The notes on the flip side of the disc indicated that never in their travels had Def Leppard come across a talent as great as Stumpus Maximus.  And there was a picture of him.  A bald bearded man balancing a hat on his nose, with a backing band sillouetted behind him.

I cautiously played the single.  The strains of the Engleburt Humperdinck cover poured out of my tinny, shitty equipment.  It wasn’t even good!  This sucked!  Then it got weird.  Stumpus started screaming the lyrics in the most gutteral scream I’ve ever heard.  I’m telling you people he made Mike Patton sound sane.  Stopping, burping, and picking it up again, Stumpus screamed all the way to the end.

I got the joke.  But who was Stumpus?  I noticed right away that the sillouette of Stumpus’ backing band matched a photo of Def Leppard on the previous single.  A reading of the very long and small liner notes on the Hysteria album revealed that Stumpus Maximus was their roadie – real name Malvin Mortimer.

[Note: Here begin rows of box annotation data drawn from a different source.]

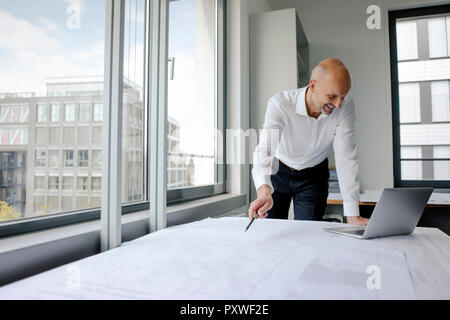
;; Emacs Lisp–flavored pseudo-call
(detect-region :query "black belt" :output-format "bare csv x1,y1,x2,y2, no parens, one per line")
278,158,328,172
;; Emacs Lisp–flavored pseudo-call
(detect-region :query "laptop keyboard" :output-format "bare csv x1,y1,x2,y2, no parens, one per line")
345,229,365,236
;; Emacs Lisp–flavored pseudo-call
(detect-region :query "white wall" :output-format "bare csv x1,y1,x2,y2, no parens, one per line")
268,0,448,191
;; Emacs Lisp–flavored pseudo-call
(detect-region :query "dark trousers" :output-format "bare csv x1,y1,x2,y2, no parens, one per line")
267,158,330,221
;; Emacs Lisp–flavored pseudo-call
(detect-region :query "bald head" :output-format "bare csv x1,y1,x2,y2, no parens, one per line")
306,58,352,114
311,58,352,90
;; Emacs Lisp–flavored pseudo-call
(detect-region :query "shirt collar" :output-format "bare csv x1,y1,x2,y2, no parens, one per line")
295,86,328,120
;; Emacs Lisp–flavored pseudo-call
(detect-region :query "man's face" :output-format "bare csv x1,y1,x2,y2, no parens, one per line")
310,77,350,115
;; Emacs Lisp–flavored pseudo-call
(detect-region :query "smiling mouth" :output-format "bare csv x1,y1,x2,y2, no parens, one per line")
325,104,334,111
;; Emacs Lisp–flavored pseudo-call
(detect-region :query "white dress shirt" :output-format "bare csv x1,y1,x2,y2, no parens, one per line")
252,87,359,216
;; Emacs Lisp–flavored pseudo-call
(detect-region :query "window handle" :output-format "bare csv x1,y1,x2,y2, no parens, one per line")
169,57,175,80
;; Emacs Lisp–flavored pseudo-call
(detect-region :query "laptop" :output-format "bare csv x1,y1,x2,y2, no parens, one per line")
324,188,433,239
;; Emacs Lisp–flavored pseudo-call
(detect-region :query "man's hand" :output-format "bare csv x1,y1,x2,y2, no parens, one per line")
248,184,273,220
347,216,369,226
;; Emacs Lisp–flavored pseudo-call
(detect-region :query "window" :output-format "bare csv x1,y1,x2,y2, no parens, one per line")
398,83,420,123
77,176,89,191
0,0,225,240
121,0,146,203
167,0,223,200
397,20,417,61
433,145,450,180
431,81,450,122
64,103,75,122
92,150,102,168
78,150,89,167
63,127,75,145
35,150,47,167
80,103,91,122
94,103,103,121
48,176,59,191
36,127,48,145
48,150,59,168
91,177,102,191
389,5,450,188
50,104,61,122
34,176,45,190
37,104,47,122
63,150,74,167
63,177,73,190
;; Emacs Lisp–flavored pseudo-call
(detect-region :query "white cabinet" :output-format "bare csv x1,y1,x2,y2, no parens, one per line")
250,8,309,129
250,8,309,200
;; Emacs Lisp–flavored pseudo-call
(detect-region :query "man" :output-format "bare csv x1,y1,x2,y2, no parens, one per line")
248,58,368,225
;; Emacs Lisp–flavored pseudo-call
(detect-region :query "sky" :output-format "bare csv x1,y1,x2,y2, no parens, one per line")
0,0,214,153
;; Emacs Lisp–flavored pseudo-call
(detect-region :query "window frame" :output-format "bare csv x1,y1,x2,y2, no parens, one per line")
388,4,450,188
0,0,227,238
166,0,227,205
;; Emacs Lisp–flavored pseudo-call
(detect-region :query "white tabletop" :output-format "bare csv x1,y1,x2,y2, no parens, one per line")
0,218,450,300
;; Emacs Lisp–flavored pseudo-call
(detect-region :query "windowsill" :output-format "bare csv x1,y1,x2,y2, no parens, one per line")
0,193,246,254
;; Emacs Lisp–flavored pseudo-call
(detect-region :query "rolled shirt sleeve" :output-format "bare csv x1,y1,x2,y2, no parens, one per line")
333,98,359,216
252,97,285,193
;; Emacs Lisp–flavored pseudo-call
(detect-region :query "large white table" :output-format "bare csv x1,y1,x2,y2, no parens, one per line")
0,218,450,300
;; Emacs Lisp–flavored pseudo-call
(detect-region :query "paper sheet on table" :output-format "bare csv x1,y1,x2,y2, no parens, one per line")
252,245,415,300
0,218,414,300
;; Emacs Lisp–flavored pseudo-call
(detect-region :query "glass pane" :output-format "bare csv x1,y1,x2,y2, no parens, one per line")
0,0,106,221
398,83,420,123
433,146,450,180
167,0,217,189
401,161,422,180
397,16,450,185
431,81,450,122
428,18,447,58
121,0,147,203
397,21,418,61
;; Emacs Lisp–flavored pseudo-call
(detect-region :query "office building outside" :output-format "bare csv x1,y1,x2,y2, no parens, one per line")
397,15,450,180
0,76,188,218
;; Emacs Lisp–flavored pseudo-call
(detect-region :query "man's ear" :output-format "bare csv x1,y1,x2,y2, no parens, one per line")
309,79,316,92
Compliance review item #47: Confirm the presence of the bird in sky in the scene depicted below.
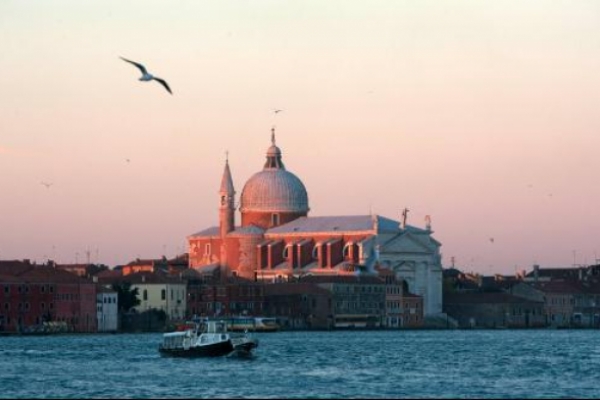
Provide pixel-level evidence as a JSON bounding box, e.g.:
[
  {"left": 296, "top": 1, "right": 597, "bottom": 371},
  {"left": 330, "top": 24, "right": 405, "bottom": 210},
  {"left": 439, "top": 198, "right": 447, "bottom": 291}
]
[{"left": 121, "top": 57, "right": 173, "bottom": 94}]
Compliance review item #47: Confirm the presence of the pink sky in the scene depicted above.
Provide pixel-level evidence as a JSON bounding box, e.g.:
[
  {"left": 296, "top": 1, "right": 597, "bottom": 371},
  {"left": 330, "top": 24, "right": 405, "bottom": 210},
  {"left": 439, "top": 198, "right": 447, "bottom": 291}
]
[{"left": 0, "top": 0, "right": 600, "bottom": 274}]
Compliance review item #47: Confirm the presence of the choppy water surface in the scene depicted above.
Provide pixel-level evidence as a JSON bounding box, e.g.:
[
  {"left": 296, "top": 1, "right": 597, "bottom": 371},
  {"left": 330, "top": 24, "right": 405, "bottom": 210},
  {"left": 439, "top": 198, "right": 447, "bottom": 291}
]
[{"left": 0, "top": 330, "right": 600, "bottom": 398}]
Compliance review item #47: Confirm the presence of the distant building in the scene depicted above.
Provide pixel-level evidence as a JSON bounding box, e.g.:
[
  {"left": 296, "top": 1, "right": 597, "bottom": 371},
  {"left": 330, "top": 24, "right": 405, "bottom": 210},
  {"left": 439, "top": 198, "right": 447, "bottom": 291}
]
[
  {"left": 96, "top": 285, "right": 119, "bottom": 332},
  {"left": 444, "top": 292, "right": 546, "bottom": 328},
  {"left": 402, "top": 291, "right": 425, "bottom": 328},
  {"left": 0, "top": 260, "right": 96, "bottom": 332},
  {"left": 188, "top": 131, "right": 442, "bottom": 315}
]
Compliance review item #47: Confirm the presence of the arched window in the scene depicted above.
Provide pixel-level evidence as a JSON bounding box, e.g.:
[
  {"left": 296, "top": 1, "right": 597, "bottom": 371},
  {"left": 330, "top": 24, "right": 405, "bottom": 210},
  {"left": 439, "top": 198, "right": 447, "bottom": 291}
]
[
  {"left": 312, "top": 244, "right": 321, "bottom": 260},
  {"left": 342, "top": 242, "right": 354, "bottom": 260},
  {"left": 271, "top": 214, "right": 279, "bottom": 226}
]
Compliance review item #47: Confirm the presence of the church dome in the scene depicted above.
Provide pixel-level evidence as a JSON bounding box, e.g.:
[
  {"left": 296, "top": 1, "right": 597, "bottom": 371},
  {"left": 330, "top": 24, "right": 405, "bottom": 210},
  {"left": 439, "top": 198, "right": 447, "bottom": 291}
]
[{"left": 240, "top": 132, "right": 309, "bottom": 213}]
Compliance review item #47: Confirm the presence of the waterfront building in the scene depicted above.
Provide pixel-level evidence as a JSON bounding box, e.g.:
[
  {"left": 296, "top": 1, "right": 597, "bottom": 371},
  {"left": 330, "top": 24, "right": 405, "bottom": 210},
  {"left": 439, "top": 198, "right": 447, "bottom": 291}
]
[
  {"left": 187, "top": 278, "right": 264, "bottom": 317},
  {"left": 401, "top": 291, "right": 424, "bottom": 328},
  {"left": 510, "top": 280, "right": 600, "bottom": 327},
  {"left": 96, "top": 285, "right": 119, "bottom": 332},
  {"left": 301, "top": 275, "right": 386, "bottom": 328},
  {"left": 121, "top": 272, "right": 187, "bottom": 320},
  {"left": 0, "top": 260, "right": 96, "bottom": 332},
  {"left": 377, "top": 268, "right": 406, "bottom": 328},
  {"left": 444, "top": 292, "right": 546, "bottom": 328},
  {"left": 265, "top": 282, "right": 333, "bottom": 329},
  {"left": 187, "top": 130, "right": 442, "bottom": 316}
]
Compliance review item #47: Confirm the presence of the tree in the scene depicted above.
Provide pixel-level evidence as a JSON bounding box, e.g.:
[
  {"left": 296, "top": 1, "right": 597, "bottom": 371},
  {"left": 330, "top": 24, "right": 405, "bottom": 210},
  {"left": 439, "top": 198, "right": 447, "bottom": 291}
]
[{"left": 112, "top": 282, "right": 141, "bottom": 312}]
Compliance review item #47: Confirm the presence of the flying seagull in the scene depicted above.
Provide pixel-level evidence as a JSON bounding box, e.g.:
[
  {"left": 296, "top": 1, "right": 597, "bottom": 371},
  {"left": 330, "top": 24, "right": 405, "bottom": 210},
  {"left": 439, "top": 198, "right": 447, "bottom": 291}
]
[{"left": 121, "top": 57, "right": 173, "bottom": 94}]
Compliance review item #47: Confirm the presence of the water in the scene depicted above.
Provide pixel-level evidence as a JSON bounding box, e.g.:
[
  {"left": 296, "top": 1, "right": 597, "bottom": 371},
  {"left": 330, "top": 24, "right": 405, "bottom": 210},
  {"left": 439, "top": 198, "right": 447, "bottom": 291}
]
[{"left": 0, "top": 330, "right": 600, "bottom": 398}]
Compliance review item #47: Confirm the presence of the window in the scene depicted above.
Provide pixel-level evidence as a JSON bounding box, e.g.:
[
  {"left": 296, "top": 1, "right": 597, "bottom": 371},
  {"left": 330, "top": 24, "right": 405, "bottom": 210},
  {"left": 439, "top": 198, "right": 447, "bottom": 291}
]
[{"left": 271, "top": 214, "right": 279, "bottom": 226}]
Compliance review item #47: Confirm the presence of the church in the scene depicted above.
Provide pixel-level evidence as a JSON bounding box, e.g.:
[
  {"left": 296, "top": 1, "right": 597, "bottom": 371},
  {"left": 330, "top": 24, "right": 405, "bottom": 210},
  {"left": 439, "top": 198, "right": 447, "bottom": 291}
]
[{"left": 187, "top": 129, "right": 442, "bottom": 316}]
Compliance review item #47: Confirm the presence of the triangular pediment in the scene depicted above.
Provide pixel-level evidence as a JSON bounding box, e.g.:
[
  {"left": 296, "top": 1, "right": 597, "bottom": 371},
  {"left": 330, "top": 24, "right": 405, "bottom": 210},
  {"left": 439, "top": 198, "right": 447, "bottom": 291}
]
[{"left": 381, "top": 232, "right": 433, "bottom": 253}]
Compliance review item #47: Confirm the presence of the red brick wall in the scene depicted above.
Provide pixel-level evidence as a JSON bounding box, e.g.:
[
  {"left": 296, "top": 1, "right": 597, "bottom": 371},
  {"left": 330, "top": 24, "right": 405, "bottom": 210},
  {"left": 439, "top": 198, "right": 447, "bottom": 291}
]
[
  {"left": 268, "top": 240, "right": 284, "bottom": 269},
  {"left": 242, "top": 211, "right": 306, "bottom": 229},
  {"left": 189, "top": 237, "right": 221, "bottom": 268}
]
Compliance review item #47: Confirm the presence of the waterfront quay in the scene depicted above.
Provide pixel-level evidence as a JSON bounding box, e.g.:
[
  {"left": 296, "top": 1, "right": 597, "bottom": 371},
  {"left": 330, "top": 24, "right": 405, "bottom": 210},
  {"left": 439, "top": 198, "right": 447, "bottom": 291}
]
[{"left": 0, "top": 255, "right": 600, "bottom": 334}]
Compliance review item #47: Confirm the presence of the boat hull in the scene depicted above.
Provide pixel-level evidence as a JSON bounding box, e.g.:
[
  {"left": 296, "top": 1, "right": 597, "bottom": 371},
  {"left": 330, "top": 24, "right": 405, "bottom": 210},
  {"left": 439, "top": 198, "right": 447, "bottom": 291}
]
[{"left": 158, "top": 340, "right": 234, "bottom": 357}]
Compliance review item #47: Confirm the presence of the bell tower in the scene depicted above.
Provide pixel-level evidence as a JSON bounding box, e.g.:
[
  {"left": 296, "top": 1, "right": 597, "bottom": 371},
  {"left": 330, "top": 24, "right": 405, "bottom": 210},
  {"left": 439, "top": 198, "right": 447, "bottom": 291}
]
[{"left": 219, "top": 156, "right": 235, "bottom": 238}]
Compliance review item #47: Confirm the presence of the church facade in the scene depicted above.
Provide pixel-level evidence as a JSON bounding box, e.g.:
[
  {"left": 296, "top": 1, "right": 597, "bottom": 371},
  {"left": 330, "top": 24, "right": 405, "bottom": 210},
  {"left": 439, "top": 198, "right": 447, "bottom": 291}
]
[{"left": 187, "top": 130, "right": 442, "bottom": 316}]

Hysteria was not dead yet.  There was one more single to be had, and once again I picked it up in a 4 song cassette format.  This single was “Rocket” which was presented in both remixed and extended remixed forms.  The other two songs were live versions of “Women” (taken from the Def Leppard home video) and “Rock of Ages”.  These versions were better than “Billy’s Got A Gun”, but I had a pretty clear idea that Def Leppard were not a great live band.

“Rock of Ages” however contained a little surprise.  This extended live take included a medley of rock and roll classics right in the middle of the song!  Def Leppard performed the most memorable moments of “Not Fade Away”, “Radar Love”, “Whole Lotta Love”, “My Generation”, and “Come Together”, changing the melodies and riffs slightly to meld seamlessly into “Rock of Ages”.  I gotta tell you people, it’s a fucking brilliant version.  Hunt it down.  Do what you have to do.  You’re listening to the tune thinking, “I know this part, what the fuck is it?”  And then you realize it’s “Come Together”.  It’s really cool.

That was the last of the singles off Hysteria.  It would be years before my Def Leppard collection would pick up again.  Sadly Steve Clarke died in January of 1991 — the first of my heroes to go.

So I’ll dedicate the blog to Steve, whose band Def Leppard is really responsible for why I have more CDs in my house than dollars in my bank account.